Sun Dec 8th through Sat the 14th, 2019 at Vancouver Convention Center
Specifically considering the setting where model provides a score that can then be used later in making a decision is novel to my knowledge. The paper is clearly written and introduces an original criterion that can also be generalised to non-binary decisions. Ultimate significance of this style of work remains uncertain - it is arguable that eventually such investigations must shift to the discussions of applicable fairness criteria in certain specific situations, e.g. credit scoring, video recommendation, search result ranking etc, with concrete guidance for practice.

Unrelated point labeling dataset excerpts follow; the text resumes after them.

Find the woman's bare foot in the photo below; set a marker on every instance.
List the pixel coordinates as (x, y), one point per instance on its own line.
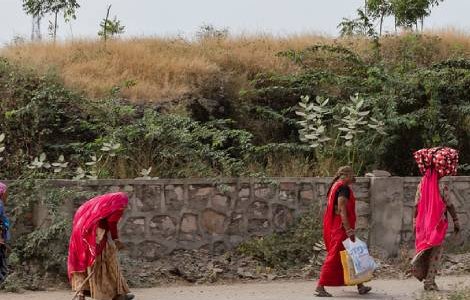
(362, 289)
(321, 292)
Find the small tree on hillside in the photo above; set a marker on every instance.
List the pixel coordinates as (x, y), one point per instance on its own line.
(110, 28)
(408, 12)
(40, 8)
(359, 26)
(379, 9)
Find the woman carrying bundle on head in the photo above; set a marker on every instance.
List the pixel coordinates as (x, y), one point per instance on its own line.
(431, 208)
(93, 266)
(4, 232)
(338, 225)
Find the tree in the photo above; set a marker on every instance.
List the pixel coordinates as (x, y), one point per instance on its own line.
(408, 12)
(359, 26)
(40, 8)
(110, 27)
(379, 9)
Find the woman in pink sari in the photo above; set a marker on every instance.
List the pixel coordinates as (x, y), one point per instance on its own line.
(431, 208)
(93, 266)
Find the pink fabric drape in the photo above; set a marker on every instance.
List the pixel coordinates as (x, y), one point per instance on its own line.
(431, 223)
(83, 248)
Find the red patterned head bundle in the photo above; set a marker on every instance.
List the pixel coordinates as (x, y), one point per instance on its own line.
(444, 160)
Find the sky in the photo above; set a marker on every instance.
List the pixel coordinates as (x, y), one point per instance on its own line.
(184, 17)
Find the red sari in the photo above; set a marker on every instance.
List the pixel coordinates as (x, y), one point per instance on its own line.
(334, 234)
(83, 247)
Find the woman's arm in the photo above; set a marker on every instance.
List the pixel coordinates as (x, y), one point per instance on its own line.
(344, 217)
(113, 221)
(451, 209)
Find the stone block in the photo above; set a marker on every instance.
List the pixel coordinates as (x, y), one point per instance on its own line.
(151, 250)
(264, 192)
(282, 217)
(235, 226)
(163, 226)
(362, 208)
(244, 192)
(199, 196)
(189, 223)
(134, 226)
(288, 186)
(213, 222)
(259, 226)
(386, 213)
(219, 248)
(289, 196)
(259, 209)
(174, 198)
(148, 198)
(242, 203)
(362, 223)
(221, 202)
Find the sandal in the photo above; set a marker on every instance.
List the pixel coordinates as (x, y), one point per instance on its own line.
(322, 293)
(364, 290)
(431, 287)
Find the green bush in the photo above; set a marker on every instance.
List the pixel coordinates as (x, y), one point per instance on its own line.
(39, 251)
(289, 249)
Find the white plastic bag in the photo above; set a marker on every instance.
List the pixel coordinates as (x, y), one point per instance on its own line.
(360, 256)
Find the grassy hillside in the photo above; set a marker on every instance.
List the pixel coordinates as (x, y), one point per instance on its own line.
(227, 106)
(162, 69)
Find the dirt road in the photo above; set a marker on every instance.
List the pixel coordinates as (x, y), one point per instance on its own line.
(277, 290)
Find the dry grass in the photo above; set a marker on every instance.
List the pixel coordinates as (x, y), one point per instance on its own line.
(169, 68)
(162, 68)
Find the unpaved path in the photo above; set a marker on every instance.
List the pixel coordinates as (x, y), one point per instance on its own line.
(277, 290)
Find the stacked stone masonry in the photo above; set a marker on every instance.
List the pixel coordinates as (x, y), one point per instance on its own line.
(217, 215)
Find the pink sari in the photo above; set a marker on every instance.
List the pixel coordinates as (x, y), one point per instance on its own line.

This paper is a fairly straightforward but sensible extension of ROC/AUC to compare the quality of ranking across groups. xAUC is just the probability that a positive instance of group a is ranked above a negative instance of group b. The paper is well structured and clearly written and I would expect these metrics to be widely adopted in quantifying fairness. I have read the author response and comments from other reviewers. I am still of the opinion that this paper represents a significant contribution. I strongly argue that it be accepted. I agree that this paper does not tell you when you should sacrifice accuracy to reduce xAUC disparity. However, I think is unreasonable to expect that it answer that question, as such an answer will be incredibly context dependent and will be based more on sociology, political science & philosophy than on machine learning. Almost no paper on fairness in ML would have been published if this was the standard. I agree that there are too many papers in ML introducing new fairness metrics with very limited justification for them. But I don't think this paper falls in that category because: 1) They show how their metric helps clarify the Compas debate - which is a seminal example of fairness in ML, 2) Their metric is closely connected to (and a means for visualising) concerns relating to separation - which is one of the fundamental, widely discussed and used existing notions of fairness. From this point of view they are demonstrating a way of quantifying an existing fairness concept in the setting of ranking rather than introducing an entirely new (and disconnected metric). 3) This paper has done a substantially better job of clarifying the implications of their metric and how it connects with other metrics than most papers in this space. A clear understanding of the properties of a metric (as is given in Section 6) forms the starting point for the discussion of whether it is or not appropriate within a given context.
This paper is tough to review. On one hand, it's well written and carefully thought out. But I don't come away from the paper with a clear idea of what I should do with xAUC, or why I should prefer it over other measures. On occasion, the authors describe xAUC as measuring misranking, which -- if this is indeed what it measures -- would suggest an immediate intervention to remedy the misranking. However, the authors caution against efforts to adjust the scores to equalize xAUC. At other times xAUC is described as a diagnostic, but even the Bayes-optimal predictor could produce significant xAUC disparities, while a miscalibrated score (where there is clear misranking -- one group's risk is being consistently over or under-estimated) could produce no xAUC disparities. So it's unclear how one should interpret xAUC differences. The fairness literature is awash with fairness metrics, and I think the burden is on those proposing new metrics to make a compelling case for why we should prefer their metric to the existing alternatives. This paper has not convinced me that xAUC provides significant value over existing metrics. Response to author feedback: It's not the case that there are "no metrics specifically for disparate impacts of continuous risk probability scores." For example, in their paper "Risk, Race, & Recidivism: Predictive Bias and Disparate Impact," Skeem & Lowenkamp measure bias in continuous risk scores by fitting logistic regression curves to the score-outcome relationship for each group. Following the American Psychological Association's "Principles for the Validation and Use of Personnel Selection Procedures" they interpret significant differences in either slopes or intercepts between groups as evidence of bias in the risk scores (in other words, they require sufficiency to hold). This has been the APA's recommended way to measure bias in risk scores since at least 2003. COMPAS provides an illustrative example. xAUC suggests bias, while the APA's approach (applied by Flores et al. in their rejoinder to the ProPublica analysis titled "False Positives, False Negatives, and False Analyses") finds none. Which result should we believe? This paper doesn't make a compelling case for why the well-established approach should be discarded in favor of xAUC.